I am trying to exclude a text-blocks when a certain condition occurs.

The files have this layout:

- name: Sedan
  tags:
  - DIGIT
  - ABC
  - DEF
  - YES
- name: Combi
  tags:
  - DIGIT
  - ABC
  - DEF
  - NO
- nane: SUV
  tags:
  - DIGIT
  - DEF
  - YES
- nane: OTHER
  tags:
  - DIGIT
  - ABC
  - YES

The condition is: ABC && !DEF So, print only the text-block that will have only ABC in the block.

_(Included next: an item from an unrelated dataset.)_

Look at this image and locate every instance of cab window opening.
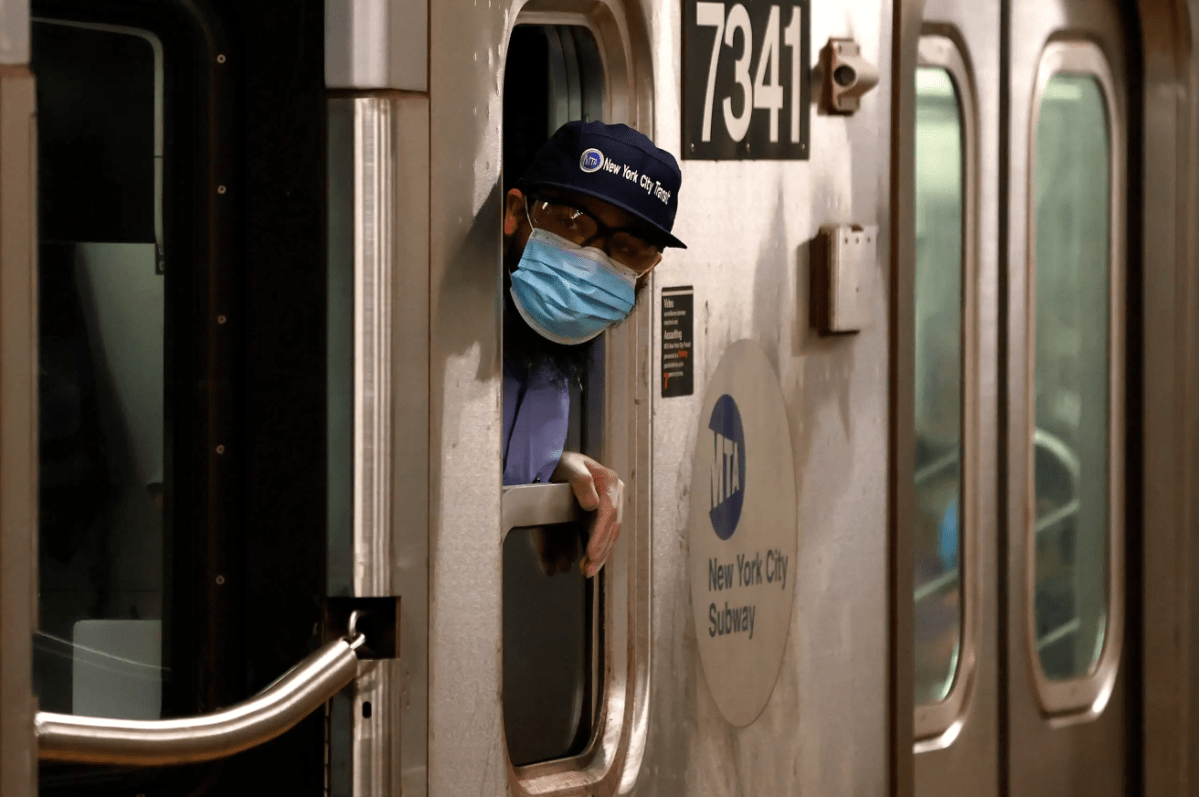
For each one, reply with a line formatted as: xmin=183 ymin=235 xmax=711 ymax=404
xmin=501 ymin=22 xmax=608 ymax=768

It should give me this printout:

- nane: OTHER
  tags:
  - DIGIT
  - ABC
  - YES

My first try was something like that:

awk '/^- name:/ { if (found && value) {print value} found=value="" } { value=(value?value ORS:"")$0 } /ABC/ && !/DEF/ { found=1 } END { if (found && value) { print value } }' file

But the above try prints every text-block with both patterns!

Thanks

CodePudding user response：

Using gnu-awk, you can split file into records using first - in each block:

awk -v RS='(^|\n)- ' '/- ABC/ && !/- DEF/ {printf "- %s", $0}' file

- nane: OTHER
  tags:
  - DIGIT
  - ABC
  - YES

Or to make it more precise:

awk -v RS='(^|\n)- ' '
/- ABC(\n|$)/ && !/- DEF(\n|$)/ {printf "- %s", $0}
' file

CodePudding user response：

I'm normally not a fan of multiple instances of awk/sed/grep in a pipeline, but this problems seems suited to it. First, insert blank lines as record separators. Then filter. Then remove the blank lines:

 awk '/^-/{print ""} 1' input | awk '/ABC/ && !/DEF/' RS= | sed '/^$/d'

Some versions of awk allow multi-character RS, but this pipeline seems simple enough to use with those implementations of awk that do not support that extension.

But it seems that a better solution would be to convert the yaml to json, then filter with jq, and then convert back to yaml.